DowDuPont today announced that Andrew N. Liveris will exit as Executive Chairman, and retire this summer from Materials Science Division of the company.
Liveris and DowDuPont CEO Edward Breen engineered the merger and upcoming separation of the combined companies into three publicly traded entities – agriculture (Corteva); materials science (Dow); and specialty products (DuPont).
Corteva and DuPont will be based in northern Delaware, with Dow based at its long-time headquarters in Midland, MI.
Both Breen and Liveris will walk away with about $80 million from “golden parachute” agreements. Liveris will account for about $53 million of that figure.
Transition had been previously announced
Liveris informedthe board that he will no longer serve as Executive Chairman of DowDuPont effective April 1. Jeff Fettig, current co-Lead Independent Director for DowDuPont, will serve as a non-employee Executive Chairman of the Board of DowDuPont.
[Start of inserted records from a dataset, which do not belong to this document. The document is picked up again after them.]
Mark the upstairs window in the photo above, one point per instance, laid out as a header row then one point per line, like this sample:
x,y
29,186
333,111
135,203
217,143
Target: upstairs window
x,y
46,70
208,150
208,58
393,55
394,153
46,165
Liveris will continue as a director of DowDuPont through his previously announced retirement from the company effective July 1.
“On behalf of the Board, we want to thank Andrew for his outstanding leadership and vision. Dow has achieved record operating results and shareholder value under Andrew’s leadership, which continues as part of the DowDuPont merger,” said Fettig. “Andrew is truly a global CEO in every sense of the term, and his leadership not only at Dow, but across the entire business community, will be felt for decades.”
Fettig continued: “Since joining the Board of Dow, it has been a privilege to work alongside Andrew and the rest of the Board, as we developed and executed against Dow’s market-driven strategy. I look forward to continuing to work with the entire DowDuPont Board to implement the intended separation of DowDuPont into three focused and industry-leading businesses.”
Liveris praises Dow staff
“Over the last 14 years, we have transformed Dow from a cyclical chemicals manufacturing company into one powered by science, driven by innovation and delivering solutions to the world. We have aggressively invested in R&D and radically transformed our portfolio of businesses while proudly maintaining our commitment to our heritage and values,” said Liveris. “With that transformation complete and Dow entering into its next phase of growth, now is the right time for me to effect my previously announced plan to transition and then to retire. I want to thank the 54,000 women and men of Dow around the world for their hard work and dedication – without their tireless efforts, Dow would not be where it is today.”
In addition to his successful leadership of Dow, Liveris, 63, has been an international advocate for the criticality of manufacturing to the long-term health of national economies. Liveris is the author of “Make It in America,” a book which presents a comprehensive set of practical policy solutions and business strategies to achieve the Company’s vision of an Advanced Manufacturing economy.
Trump Administration advisor
Liveris was tapped by the Trump Administration to help identify new ways to spur innovation, revitalize the U.S. manufacturing sector, and drive economic growth and prosperity, a DowDuPont release noted.
During the latter part of his career, Liveris struggled with paying a premium price for well-managed Philadelphia-based chemical giant Rohm and Haas as the economy was going through a steep downturn.
Dow underwent rounds of cost-cutting and bought out Corning’s share of a large joint venture.
The former Rohm and Haas includes Newark ’s former Rodel semi-conductor polishing equipment unit, which will become part of the new DuPont when the spin-off takes place within the next year and a half.
Liveris faced the same pressure from activist shareholders as did former DuPont CEO Ellen Kullman. Kullman was replaced by Breen, a veteran of restructuring big companies, as part of an effort to fend off a proxy fight with activist investor Nelson Peltz.
Liveris was criticized for staying on at Dow when the merger experienced delays, due to antitrust issues. Both Dow and DuPont sold off pieces of those businesses to satisfy those concerns.